Though we'd just met I held a memory of her face so fresh and clear, just like a photo in a frame of a girl taken before I ever knew her name. It was a mental snapshot of her high above me on a stage. Back then she'd been like a J.D. Salinger novel; my eyes had never left the page.

Five or six chairs, she went and set them in a row. I sat down and oh, she didn't even know what I was thinking. Soon her voice rang out. For an hour or two or three all eight of us joined in the song until our breath grew short and the evening had grown long.

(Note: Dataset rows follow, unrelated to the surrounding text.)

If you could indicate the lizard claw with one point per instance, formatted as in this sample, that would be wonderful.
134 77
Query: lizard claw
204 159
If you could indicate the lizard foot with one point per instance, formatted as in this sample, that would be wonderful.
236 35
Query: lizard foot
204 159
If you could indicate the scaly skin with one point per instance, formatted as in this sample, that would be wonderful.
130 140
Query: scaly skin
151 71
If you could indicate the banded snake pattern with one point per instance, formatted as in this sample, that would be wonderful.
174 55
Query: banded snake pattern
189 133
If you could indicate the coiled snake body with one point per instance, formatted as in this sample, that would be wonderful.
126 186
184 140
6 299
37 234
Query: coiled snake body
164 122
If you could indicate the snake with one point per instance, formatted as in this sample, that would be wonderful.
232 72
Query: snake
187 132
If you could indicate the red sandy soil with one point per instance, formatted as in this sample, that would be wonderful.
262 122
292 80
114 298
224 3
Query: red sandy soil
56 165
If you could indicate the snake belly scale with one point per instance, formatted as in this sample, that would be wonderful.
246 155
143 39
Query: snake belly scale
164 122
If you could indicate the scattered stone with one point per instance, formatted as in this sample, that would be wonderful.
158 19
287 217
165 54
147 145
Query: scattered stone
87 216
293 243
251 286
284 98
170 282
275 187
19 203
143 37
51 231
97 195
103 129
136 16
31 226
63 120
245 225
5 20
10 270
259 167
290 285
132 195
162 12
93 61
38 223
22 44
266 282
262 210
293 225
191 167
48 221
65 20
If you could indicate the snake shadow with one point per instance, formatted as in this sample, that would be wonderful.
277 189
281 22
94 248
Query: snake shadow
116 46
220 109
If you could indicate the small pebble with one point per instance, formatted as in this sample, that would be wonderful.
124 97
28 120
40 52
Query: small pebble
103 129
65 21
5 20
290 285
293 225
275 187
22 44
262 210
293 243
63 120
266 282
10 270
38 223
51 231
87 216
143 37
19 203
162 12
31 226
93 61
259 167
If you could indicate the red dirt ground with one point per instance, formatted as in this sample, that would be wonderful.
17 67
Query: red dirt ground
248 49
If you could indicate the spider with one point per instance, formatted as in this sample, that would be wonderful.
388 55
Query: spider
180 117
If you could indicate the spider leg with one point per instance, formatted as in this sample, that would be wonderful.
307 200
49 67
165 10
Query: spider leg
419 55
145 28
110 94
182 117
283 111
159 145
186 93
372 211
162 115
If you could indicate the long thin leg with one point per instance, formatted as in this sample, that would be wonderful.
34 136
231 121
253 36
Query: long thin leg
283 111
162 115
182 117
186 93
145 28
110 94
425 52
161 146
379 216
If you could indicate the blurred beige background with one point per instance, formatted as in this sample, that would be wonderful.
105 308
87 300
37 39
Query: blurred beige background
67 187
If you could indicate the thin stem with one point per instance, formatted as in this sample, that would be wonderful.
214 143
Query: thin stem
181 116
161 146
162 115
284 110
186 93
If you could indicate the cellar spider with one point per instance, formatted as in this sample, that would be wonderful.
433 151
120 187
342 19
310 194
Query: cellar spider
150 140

At the end of the night I walked out past a table full of bowls of popcorn. I climbed the stairs, kicking aside a thumbtack and then I made my way back home on the wings of a downy twilight. Two miles I walked haunted by words that we'd recite in another seven day span, when again I'd see her pale hands mime a pirouette on the keys of her synthesizer.

A few weeks later I was following her home on my bike, the one with the bum rear brake and the gears that had gone on strike. So as one can imagine, I was straining on the hills, though I tried hard not to let her know. I was noticeably out of breath, though, so I suppose it had to show. ("Silly, anxious me," I think now.)

On the way to her house we crossed NE Broadway and cruised the sidewalk of Martin Luther King, Jr. Boulevard, which you're really not supposed to do and yet we did it anyway. She asked if that was illegal, and it could be for all i knew, but i vowed to myself that I would not reveal her. I wouldn't let them steal her when they'd arrive to arrest me for the crime of the crush I was cementing on her.

As far as I was concerned the police could lock me away. I just hoped they'd still say I could play my guitar in the cell, where i'd construct a bridge part for the song that i would craft to win her love.

And it would go, "I wish I could squeeze you just like a vanilla sandwich creme, pressing my fingers to your middle. You know it would be a dream watching your sweetness pour out. Oh girl, I surely would be redeemed for all the time I've wasted querying my bedroom walls for the secrets of your foreign heart all during my lonely trip upstream."

Last night in her car I pulled a cassette out of its case; I won't deny the subtle glow that took her face. When she recognized those chords to a song that was her own, I was scared we'd crash, but luckily she got me home without a scratch. Then the song came to its end, a recording of my voice with her words, and the vehicle was silent once again.

I rolled down the window since the door had to be opened from the outside. I popped out the tape and quickly stammered a goodbye. I didn't want her to drive away, but I couldn't tell her so, so I stepped aside and closed the door behind me. I watched the rain then blindly dance from the road as the wheels began turning.

A knot in my throat, cramped by the words that were burning, it released to an audience of myself and the lampost, making light of my unrequite, alone on the front porch thinking, "I thought I'd never feel this way again."

Oh, I wish I could squeeze her like a vanilla sandwich creme, pressing my fingers to her middle. I know it would be a dream watching her sweetness pour out. I know I surely would be redeemed for all the time i spent there staring at her bedroom walls so enraptured by her foreign art, knowing my hopes were not obscene.

And she could take that or leave it, but i'm for taking it all the way. I'm serious, you wouldn't believe the sides I took when we were alone today: I went from assuming her glances to be no more than cursory to thoughts that the only reason she doesn't read my mind aloud is 'cause she's just not brave enough, because she's afraid just like me. But of course, as always, i could be mistaken.